0

I am attempting to scrap a website but BeautifulSoup is kicking me an error. I am not sure what is causing the error Bs4 and html5lib are installed. Does anyone have an idea here?

Python Code

from bs4 import BeautifulSoup 
import requests
url = 'http://www.transtats.bts.gov/Data_Elements.aspx?Data=1r'
response = requests.get(url)
html = response.content
soup = BeautifulSoup(html,"html5lib")
print (soup.prettify())

Python Error

runfile('C:/WebsiteGrab.py', wdir=;'somepath')
Traceback (most recent call last):

  File "<ipython-input-1-fc28ecb678ac>", line 1, in <module>
    runfile('C:/Users/bartogre/Desktop/WebsiteGrab.py', wdir='C:/Users/bartogre/Desktop')

  File "C:\Program Files (x86)\Anaconda3\lib\site-packages\spyder\utils\site\sitecustomize.py", line 866, in runfile
    execfile(filename, namespace)

  File "C:\Program Files (x86)\Anaconda3\lib\site-packages\spyder\utils\site\sitecustomize.py", line 102, in execfile
    exec(compile(f.read(), filename, 'exec'), namespace)

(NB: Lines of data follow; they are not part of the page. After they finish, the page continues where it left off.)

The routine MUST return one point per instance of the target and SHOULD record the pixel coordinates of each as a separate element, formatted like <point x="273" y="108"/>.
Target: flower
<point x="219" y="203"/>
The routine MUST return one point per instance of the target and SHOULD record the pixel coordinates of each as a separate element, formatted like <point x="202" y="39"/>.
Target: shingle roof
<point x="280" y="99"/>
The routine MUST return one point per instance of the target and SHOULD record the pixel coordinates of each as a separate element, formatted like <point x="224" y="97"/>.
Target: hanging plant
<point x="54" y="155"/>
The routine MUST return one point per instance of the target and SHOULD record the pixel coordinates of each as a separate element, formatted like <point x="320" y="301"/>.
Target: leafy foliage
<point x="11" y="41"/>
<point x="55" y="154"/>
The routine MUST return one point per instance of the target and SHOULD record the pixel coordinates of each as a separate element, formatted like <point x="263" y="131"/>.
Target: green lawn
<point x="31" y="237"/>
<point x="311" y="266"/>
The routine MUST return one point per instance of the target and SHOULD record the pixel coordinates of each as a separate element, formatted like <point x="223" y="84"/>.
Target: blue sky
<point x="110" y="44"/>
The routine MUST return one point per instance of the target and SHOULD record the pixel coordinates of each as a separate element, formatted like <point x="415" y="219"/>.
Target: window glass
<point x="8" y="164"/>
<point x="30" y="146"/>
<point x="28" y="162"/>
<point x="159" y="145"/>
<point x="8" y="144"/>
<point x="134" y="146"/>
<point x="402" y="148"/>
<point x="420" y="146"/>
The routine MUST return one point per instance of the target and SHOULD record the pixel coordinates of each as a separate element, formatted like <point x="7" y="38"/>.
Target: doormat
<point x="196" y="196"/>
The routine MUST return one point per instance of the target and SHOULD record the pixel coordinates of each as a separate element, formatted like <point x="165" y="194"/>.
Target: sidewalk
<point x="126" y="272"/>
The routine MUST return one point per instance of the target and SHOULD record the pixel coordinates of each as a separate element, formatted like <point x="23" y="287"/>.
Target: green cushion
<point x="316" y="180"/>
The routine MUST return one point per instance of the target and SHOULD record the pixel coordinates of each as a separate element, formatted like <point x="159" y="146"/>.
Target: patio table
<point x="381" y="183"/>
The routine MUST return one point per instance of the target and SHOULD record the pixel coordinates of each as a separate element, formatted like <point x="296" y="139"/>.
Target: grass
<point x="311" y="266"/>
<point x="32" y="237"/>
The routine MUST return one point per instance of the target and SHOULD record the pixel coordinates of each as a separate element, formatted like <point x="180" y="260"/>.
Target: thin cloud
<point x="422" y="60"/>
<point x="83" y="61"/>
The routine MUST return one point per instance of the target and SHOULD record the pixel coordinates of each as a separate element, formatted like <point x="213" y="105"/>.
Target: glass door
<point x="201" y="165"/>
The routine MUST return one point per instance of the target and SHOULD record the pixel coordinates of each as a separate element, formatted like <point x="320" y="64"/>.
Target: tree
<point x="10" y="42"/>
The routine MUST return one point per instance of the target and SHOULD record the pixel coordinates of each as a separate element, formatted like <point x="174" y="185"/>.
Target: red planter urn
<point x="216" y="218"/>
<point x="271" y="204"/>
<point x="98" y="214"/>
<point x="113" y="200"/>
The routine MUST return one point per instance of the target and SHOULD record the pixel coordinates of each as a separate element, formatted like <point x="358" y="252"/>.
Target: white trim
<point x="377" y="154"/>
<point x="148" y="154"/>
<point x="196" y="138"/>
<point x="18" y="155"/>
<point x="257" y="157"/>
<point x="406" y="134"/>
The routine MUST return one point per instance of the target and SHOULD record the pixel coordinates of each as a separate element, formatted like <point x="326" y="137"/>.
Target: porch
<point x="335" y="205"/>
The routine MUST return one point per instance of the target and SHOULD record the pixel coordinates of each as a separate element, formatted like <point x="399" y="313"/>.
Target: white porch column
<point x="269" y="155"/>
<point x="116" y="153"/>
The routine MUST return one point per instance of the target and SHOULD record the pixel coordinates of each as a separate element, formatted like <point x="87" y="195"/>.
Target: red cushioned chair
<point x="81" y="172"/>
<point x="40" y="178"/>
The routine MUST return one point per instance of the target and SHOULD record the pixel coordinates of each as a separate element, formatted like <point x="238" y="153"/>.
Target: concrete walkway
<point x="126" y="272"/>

  File "C:/Users/bartogre/Desktop/WebsiteGrab.py", line 12, in <module>
    soup = BeautifulSoup(html,"html5lib")

  File "C:\Program Files (x86)\Anaconda3\lib\site-packages\bs4\__init__.py", line 165, in __init__
    % ",".join(features))

FeatureNotFound: Couldn't find a tree builder with the features you requested: html5lib. Do you need to install a parser library?
polonius11
  • 1,703
  • 5
  • 15
  • 23

1 Answers1

0

Accordin to the 'FeatureNotFound' message, try to remove/delete all folder (libriries) which are associated with html5lib at C:\Python(version)\Lib\site-packages\ (do not delete any content at bs4 folder). You re going to test if the problem was after installing html5lib.

Test without html5lib:

from bs4 import BeautifulSoup
import urllib.request

url = "https://www.crummy.com/software/BeautifulSoup/bs4/doc/"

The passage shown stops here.